Authentication
JWT login, registration, MFA, token refresh, and password reset.
Auth Methods
BoxOwl supports three authentication methods:
- User JWT — for user sessions from the Android app, browser extension, and web. Header:
Authorization: Bearer <jwt>. - Agent Token — opaque
bot_…tokens scoped to a single user with explicit expiry, for AI agents and automation. Header:X-Agent-Token: bot_…. - Organization API Key — opaque
boxlive_…keys for PDaaS integrations.
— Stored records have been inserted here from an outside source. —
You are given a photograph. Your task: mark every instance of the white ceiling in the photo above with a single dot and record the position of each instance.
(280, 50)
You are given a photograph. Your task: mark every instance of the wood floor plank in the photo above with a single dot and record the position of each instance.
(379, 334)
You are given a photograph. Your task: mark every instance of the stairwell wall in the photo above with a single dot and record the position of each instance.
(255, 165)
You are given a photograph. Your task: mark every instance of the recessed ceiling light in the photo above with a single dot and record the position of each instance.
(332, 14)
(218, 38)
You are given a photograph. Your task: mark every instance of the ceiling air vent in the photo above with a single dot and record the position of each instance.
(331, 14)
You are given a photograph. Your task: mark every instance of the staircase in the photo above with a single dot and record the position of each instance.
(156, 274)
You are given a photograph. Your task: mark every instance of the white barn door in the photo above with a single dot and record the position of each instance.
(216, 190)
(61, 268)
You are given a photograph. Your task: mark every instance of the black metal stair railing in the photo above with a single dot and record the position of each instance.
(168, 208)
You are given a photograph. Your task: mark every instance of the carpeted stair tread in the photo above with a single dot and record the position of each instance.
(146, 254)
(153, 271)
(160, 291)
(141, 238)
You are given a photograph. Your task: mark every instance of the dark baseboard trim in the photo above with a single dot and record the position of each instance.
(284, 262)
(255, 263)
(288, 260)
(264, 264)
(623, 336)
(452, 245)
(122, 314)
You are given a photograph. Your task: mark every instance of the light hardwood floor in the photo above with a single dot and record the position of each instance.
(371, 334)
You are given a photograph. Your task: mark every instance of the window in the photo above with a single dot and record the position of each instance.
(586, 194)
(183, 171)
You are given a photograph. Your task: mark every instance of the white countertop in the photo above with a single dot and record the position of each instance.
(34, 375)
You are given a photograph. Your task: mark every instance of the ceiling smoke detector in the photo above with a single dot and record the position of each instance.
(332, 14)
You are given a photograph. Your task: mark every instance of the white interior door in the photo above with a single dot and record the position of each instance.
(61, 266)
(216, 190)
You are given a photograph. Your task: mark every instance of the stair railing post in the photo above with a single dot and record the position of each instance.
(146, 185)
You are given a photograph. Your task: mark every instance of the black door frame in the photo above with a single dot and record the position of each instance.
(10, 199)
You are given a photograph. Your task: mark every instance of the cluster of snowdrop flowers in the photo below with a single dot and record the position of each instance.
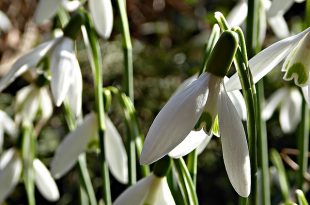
(180, 114)
(76, 143)
(100, 10)
(66, 78)
(294, 50)
(271, 11)
(11, 167)
(289, 100)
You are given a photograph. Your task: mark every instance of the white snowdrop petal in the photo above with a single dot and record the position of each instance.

Header:X-API-Key: boxlive_…. See PDaaS docs.
Register
/api/v1/auth/register
No auth required. Creates a new account. If enableMfa is true, returns TOTP secret and QR URL for MFA setup.
curl -X POST https://api.boxowl.me/api/v1/auth/register \
-H "Content-Type: application/json" \
-d '{
"email": "alice@example.com",
"password": "YourSecurePass123!",
"handle": "alice",
"enableMfa": false
}'Response 201 Created:
{
"userId": "usr_01h455vb4pex5vsknk084sn02q",
"handle": "alice",
"mfaSecret": null,
"mfaQrUrl": null
}With MFA enabled:
{
"userId": "usr_01h455vb4pex5vsknk084sn02q",
"handle": "alice",
"mfaSecret": "BASE32SECRETHEXTVALUE",
"mfaQrUrl": "otpauth://totp/BoxOwl:alice@example.com?secret=BASE32SECRETHEXTVALUE&issuer=BoxOwl"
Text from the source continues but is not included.